Oft reichen die Informationen der offiziellen Homepage Studienbewerbern und Studenten nicht mehr aus. Um diese zu ergänzen, haben viele Universitäten mittlerweile die Chance ergriffen, dafür neue Plattformen zu suchen.
Ein Beispiel für ein sehr umfassendes und gut aufbereitetes Angebot im Web 2.0 bietet die Martin Luther Universität Halle-Wittenberg.
- Über Twitter verbreitet sie aktuelle Informationen, die nach Themeninteressen wie Studienangebote, Weiterbildungsmöglichkeiten, Veranstaltungstipps etc. abonniert werden können.
- Zusätzlich dazu stehen auf dem Blog iSeeYou@ UniHalle aktuelle Informationen zum Leben rund um die Universität bereit.

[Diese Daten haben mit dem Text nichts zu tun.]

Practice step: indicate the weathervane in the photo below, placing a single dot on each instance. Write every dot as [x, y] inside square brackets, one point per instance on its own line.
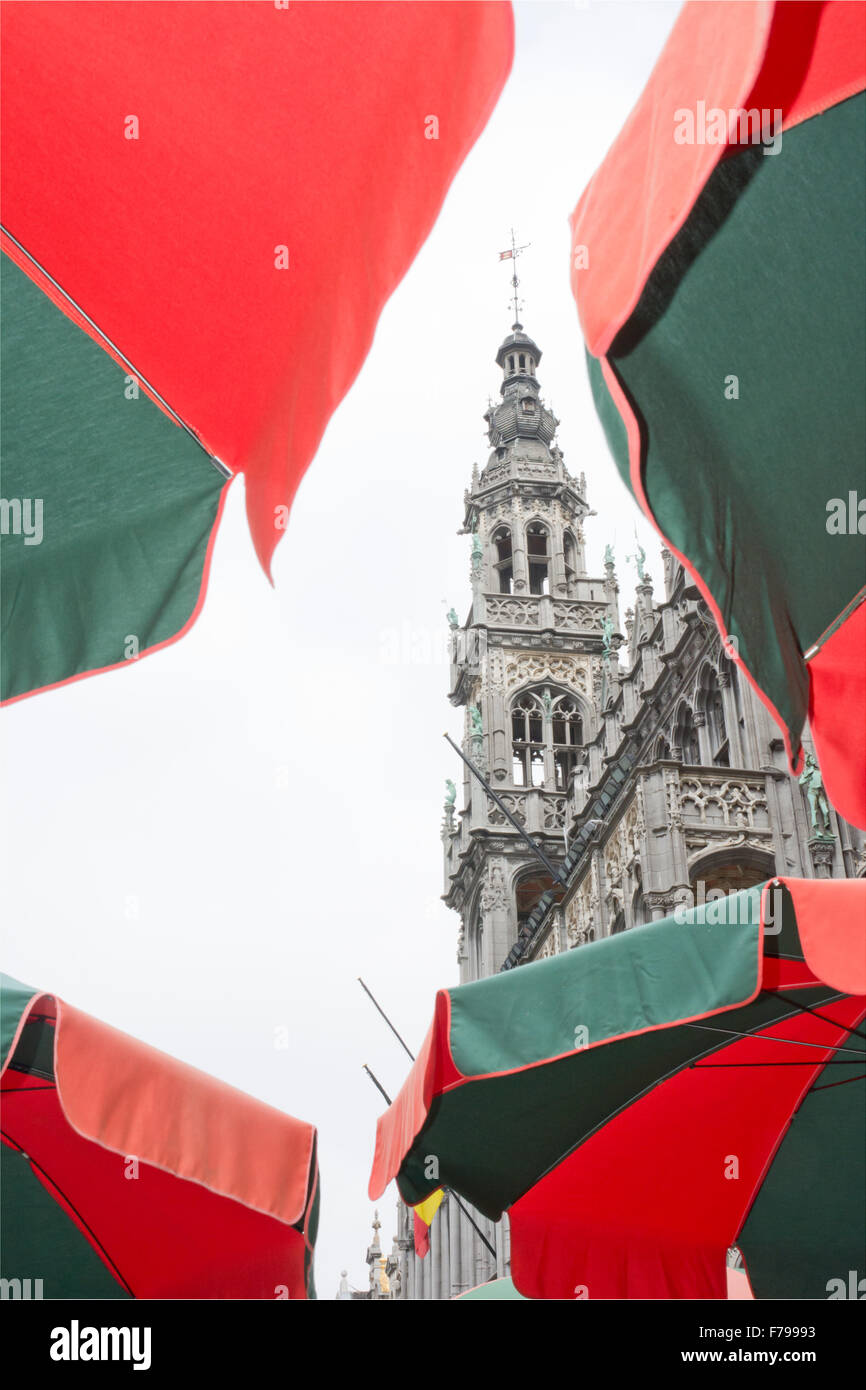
[515, 252]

- StudiVZ, Facebook und FriendFeed werden zum Austausch genutzt. Studienbewerber und Studenten können Fotos von Veranstaltungen angucken, diskutieren und sich mit Fragen und Problemen direkt an die entsprechenden Ansprechpartner wenden.
- Die Universität auf Videos zur Universität bei Youtube.

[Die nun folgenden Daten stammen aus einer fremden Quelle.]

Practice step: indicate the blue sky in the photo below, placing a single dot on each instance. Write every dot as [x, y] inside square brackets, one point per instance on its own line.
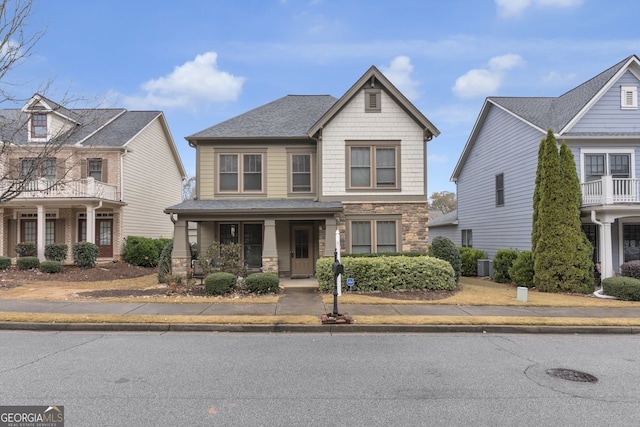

- Viele 2.0 Aktivitäten sind miteinander verknüpft und ergänzen sich gegenseitig. Auf Lifestream.fm können die Studienbewerber alle auf einen Blick nachverfolgen.
Wie das Beispiel zeigt, müssen Angebote im Social Web systematisch geplant und konsequent umgesetzt werden. Das gelingt aber noch nicht sehr vielen deutschen Unis: Viele Beiträge sind nur bedingt auf die Zielgruppe ausgerichtet, unübersichtlich und wenig aktuell. Oft ist auch undurchsichtig, ob das Angebot direkt von der Universität stammt oder z.B. von Fachschaften oder anderen studentischen Gruppen.

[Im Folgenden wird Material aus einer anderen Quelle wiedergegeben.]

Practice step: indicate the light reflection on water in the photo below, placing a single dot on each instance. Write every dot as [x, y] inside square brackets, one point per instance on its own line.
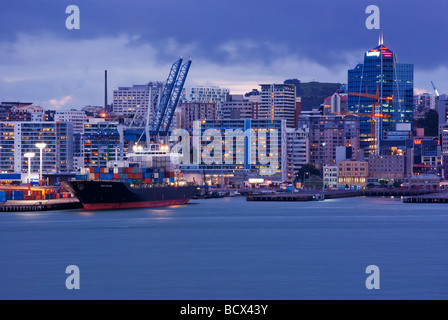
[229, 249]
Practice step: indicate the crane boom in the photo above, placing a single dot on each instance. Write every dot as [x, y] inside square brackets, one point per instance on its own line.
[165, 98]
[435, 90]
[177, 91]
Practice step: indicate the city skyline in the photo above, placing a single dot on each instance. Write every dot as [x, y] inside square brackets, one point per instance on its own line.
[231, 44]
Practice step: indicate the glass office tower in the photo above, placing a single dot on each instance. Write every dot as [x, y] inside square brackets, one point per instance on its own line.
[381, 71]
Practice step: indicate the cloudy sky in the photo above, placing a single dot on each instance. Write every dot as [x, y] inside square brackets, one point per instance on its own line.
[235, 44]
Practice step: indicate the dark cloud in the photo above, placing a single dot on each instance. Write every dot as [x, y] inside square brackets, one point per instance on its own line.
[326, 34]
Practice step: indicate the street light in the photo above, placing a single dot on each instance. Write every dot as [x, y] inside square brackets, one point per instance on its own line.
[29, 155]
[41, 146]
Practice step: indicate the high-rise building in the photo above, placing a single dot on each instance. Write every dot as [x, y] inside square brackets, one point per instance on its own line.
[278, 101]
[238, 107]
[423, 103]
[211, 94]
[251, 148]
[101, 143]
[297, 153]
[189, 112]
[134, 100]
[336, 103]
[74, 116]
[18, 138]
[381, 71]
[442, 109]
[327, 133]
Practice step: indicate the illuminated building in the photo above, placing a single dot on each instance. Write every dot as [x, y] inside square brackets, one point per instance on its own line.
[18, 138]
[134, 100]
[353, 173]
[327, 133]
[381, 70]
[100, 142]
[278, 101]
[243, 156]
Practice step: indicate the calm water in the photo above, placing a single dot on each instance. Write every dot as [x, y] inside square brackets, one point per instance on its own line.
[229, 249]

Gleichzeitig stoßen solche Angebote bei den Studenten nicht immer auf die erhoffte Resonanz. Nur wenige Studienbewerber und Studenten diskutieren und kommentieren in den angebotenen sozialen Netzwerken. Videos und Fotos werden nicht besonders häufig angesehen. Vielleicht weil die Angebote noch nicht entsprechend aufbereitet sind oder von Studienbewerbern und Studenten noch nicht entdeckt wurden.
Universitäre Aktivitäten im Social Web hat noch einiges an Entwicklungspotenzial - auf beiden Seiten.